Note - scikit-learn logistic regression does *not* automatically perform a hypothesis test on coefficients. That is OK - if you scale the data they are more comparable in weight.

### Match the following situation descriptions with the model most appropriate to addressing them

In addition to logistic regression, a number of other approaches were covered this week.
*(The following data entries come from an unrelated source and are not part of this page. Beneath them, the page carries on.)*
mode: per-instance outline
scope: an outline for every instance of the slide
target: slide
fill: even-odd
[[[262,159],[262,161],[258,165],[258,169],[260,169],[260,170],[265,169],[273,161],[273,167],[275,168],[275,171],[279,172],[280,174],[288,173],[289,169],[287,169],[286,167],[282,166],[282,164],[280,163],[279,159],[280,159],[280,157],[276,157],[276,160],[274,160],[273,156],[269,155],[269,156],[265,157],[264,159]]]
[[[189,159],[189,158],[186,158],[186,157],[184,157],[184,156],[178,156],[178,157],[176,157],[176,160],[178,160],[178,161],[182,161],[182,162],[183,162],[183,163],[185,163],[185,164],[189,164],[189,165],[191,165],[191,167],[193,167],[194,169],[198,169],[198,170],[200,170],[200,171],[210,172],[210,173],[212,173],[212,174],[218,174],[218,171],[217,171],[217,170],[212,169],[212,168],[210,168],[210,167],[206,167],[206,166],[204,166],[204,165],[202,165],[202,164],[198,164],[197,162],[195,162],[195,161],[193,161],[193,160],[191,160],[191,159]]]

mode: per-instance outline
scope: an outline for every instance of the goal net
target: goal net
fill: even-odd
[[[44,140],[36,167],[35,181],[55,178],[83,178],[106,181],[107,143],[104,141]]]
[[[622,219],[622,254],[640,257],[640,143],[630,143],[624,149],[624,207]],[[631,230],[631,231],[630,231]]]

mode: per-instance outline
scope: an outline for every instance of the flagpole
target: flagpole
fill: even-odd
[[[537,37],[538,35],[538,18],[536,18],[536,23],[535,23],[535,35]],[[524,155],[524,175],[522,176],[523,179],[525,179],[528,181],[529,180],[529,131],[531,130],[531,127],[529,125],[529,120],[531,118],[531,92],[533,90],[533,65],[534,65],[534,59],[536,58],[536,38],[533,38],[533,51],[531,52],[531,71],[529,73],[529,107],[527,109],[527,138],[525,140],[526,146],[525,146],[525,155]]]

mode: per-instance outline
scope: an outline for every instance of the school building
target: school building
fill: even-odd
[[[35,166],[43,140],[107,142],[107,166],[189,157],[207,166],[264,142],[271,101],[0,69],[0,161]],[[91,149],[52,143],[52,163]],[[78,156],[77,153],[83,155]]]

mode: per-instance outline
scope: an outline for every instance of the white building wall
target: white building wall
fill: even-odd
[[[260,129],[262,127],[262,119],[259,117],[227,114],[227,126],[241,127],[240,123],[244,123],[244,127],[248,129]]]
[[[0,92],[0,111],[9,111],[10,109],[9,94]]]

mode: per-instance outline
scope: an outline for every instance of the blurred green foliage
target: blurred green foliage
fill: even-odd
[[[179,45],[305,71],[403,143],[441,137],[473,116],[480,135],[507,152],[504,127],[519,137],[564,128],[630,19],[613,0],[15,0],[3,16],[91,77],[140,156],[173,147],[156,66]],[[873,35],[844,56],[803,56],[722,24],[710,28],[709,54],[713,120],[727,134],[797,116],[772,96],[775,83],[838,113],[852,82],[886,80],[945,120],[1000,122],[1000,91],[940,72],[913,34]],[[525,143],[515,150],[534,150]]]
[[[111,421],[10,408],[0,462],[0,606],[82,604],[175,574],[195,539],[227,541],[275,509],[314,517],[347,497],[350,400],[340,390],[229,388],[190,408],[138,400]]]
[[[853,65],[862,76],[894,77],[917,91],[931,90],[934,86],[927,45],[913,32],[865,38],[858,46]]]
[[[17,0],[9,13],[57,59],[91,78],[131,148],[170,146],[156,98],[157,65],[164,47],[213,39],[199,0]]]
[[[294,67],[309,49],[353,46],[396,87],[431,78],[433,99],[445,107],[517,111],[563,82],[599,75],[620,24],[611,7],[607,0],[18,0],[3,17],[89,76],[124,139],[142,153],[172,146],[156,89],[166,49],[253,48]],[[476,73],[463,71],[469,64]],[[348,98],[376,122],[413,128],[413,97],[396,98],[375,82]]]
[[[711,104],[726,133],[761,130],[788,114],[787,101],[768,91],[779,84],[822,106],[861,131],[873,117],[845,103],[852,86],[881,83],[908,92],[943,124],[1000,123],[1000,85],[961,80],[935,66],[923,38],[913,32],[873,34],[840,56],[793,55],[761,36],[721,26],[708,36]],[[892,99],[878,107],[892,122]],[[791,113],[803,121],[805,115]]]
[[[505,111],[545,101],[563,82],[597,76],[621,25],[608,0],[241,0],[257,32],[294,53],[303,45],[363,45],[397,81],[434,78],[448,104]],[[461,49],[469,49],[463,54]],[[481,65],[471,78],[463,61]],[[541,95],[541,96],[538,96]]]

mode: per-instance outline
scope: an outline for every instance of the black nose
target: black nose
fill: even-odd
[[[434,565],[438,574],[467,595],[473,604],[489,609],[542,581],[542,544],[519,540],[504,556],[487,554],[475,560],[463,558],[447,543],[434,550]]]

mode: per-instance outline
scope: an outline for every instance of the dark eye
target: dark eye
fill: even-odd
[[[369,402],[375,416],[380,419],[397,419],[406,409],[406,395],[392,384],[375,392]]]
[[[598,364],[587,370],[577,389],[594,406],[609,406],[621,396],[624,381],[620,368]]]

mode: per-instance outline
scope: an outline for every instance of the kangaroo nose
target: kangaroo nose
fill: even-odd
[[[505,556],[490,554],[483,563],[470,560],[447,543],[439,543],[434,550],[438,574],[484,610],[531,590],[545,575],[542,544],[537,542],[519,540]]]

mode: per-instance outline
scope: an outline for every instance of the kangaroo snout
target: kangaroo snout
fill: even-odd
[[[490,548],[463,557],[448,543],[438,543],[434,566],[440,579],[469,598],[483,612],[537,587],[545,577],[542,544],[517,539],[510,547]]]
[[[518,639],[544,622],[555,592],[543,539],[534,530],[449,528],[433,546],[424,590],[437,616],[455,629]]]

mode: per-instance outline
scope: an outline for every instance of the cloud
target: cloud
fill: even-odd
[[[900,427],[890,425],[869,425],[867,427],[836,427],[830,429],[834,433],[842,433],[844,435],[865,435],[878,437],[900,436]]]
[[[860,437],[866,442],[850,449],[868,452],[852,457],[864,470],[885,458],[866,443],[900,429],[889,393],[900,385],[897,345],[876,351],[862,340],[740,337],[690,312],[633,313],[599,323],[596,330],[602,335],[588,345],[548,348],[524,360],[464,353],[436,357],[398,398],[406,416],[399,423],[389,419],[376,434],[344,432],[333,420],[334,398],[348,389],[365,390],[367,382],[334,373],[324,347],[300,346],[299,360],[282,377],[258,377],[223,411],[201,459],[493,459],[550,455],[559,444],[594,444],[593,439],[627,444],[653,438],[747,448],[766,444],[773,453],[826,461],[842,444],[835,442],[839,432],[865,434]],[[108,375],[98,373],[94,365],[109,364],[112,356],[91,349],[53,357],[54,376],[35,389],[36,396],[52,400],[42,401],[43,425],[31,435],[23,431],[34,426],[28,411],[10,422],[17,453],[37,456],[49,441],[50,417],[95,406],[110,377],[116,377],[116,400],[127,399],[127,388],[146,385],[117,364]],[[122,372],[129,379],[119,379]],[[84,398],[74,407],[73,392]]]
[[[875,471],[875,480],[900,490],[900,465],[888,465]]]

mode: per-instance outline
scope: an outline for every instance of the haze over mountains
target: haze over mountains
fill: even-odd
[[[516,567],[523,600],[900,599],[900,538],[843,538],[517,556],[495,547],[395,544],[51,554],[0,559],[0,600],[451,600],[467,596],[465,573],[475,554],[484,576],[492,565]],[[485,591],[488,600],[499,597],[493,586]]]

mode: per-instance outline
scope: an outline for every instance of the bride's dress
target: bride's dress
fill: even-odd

Pair them with the situations they are most appropriate for, and briefly explain why.

Situations:
1. You are given data on academic performance of primary school students, and asked to fit a model to help predict "at-risk" students who are likely to receive the bottom tier of grades.
2. You are studying tech companies and their patterns in releasing new products, and would like to be able to model and predict when a new product is likely to be launched.
3. You are working on modeling expected plant size and yield with a laboratory that is able to capture fantastically detailed physical data about plants, but only of a few dozen plants at a time.

Approaches:
1. Ridge Regression
2. Quantile Regression
3. Survival Analysis

#Part 3
**1.**
- Capital Gain, Education Num, and Age are positively correlated with income above 50k

**2.**
- Workclass, Marital Status, and Relationship are negatively correlated with income above 50k

**3.**
- Based on my Logistic Regression I have a model with 82.51% accuracy for predicting whether or not someone's income is above 50k
- Whether or not this data is overfit or accurate we cannot say with the information I have provided... how we might find this out is to run tests for multicollinearity, run hypothesis tests, or using this model on future data and seeing how close our predictions based on this model are compared to the actual outcomes

#Part 4
**1.**
- **Ridge Regression** matches to **situation Three**. Given a small number of independent variables (plants, in this case), we are prone to overfitting with traditional OLS. Regularization is a solution that often fits these types of situations, and Ridge Regression does this by adding more information to the model to enhance tractability. Because our variance sensitivity will be so high (given our numbers of features and observations are similar), we will need to increase our bias; in comes Ridge Regression. Ridge Regression reduces SSE of Residuals just like OLS, but also reduces the Squared Slope of the model times Alpha. As we play with Alpha, we will find an optimum 'penalty' based on how overfit our model is (how steep our slopes are) and ultimately solve our issue for a similar number of features (plants) and observations (plant data). 

**2.**
- **Quantile Regression** matches to **situation One**. Quantile Regression allows optimization for values other than the mean, for example, 'at risk students.' This is useful in this scenario as many teachers have different outlooks on what grade percentiles are considered at-risk. For example, maybe a teacher's class is graded on a bell-curve, and although most students are receiving marks below 40%, no student is at-risk of failure except for those below 25%. To contrast, many teachers grade on a more standardized scale, deeming scores below 65% worthy of being at-risk (below a flat D, in my experience). Additionally, some students may be exceeding expectations or failing miserably -- Quantile Regression efficiently handles outliers so not to skew findings. Quantile Regression allows us to cut a probability distribution and solve these modeling problems successfully.

**3.**
- **Survival Analysis** matches to **situation Two**. Survival Analysis models 'time until failure', or in this case, 'time until  launch.' The variables that might take place for this model could be capital raised, engineers hired, product launch seminars held, time spent building product, product type, or a whole bunch of other independent variables. The dependent variable is the product launch which will ultimately be a Yes or No, but for the sake of our model, will always be a Yes. This Yes is our lack of survival or death value in our model. The noticeable up-front downside of our model is the assumption that all products in the making will eventually be launched, which we know is not true and will therefore see out failures. Luckily there is a hazard 'bathtub' function that successfully addresses this problem -- think Biopharmaceutical companies that are close to receiving FDA approval, only to be sent back to phase 1 or 2 of clinical trials.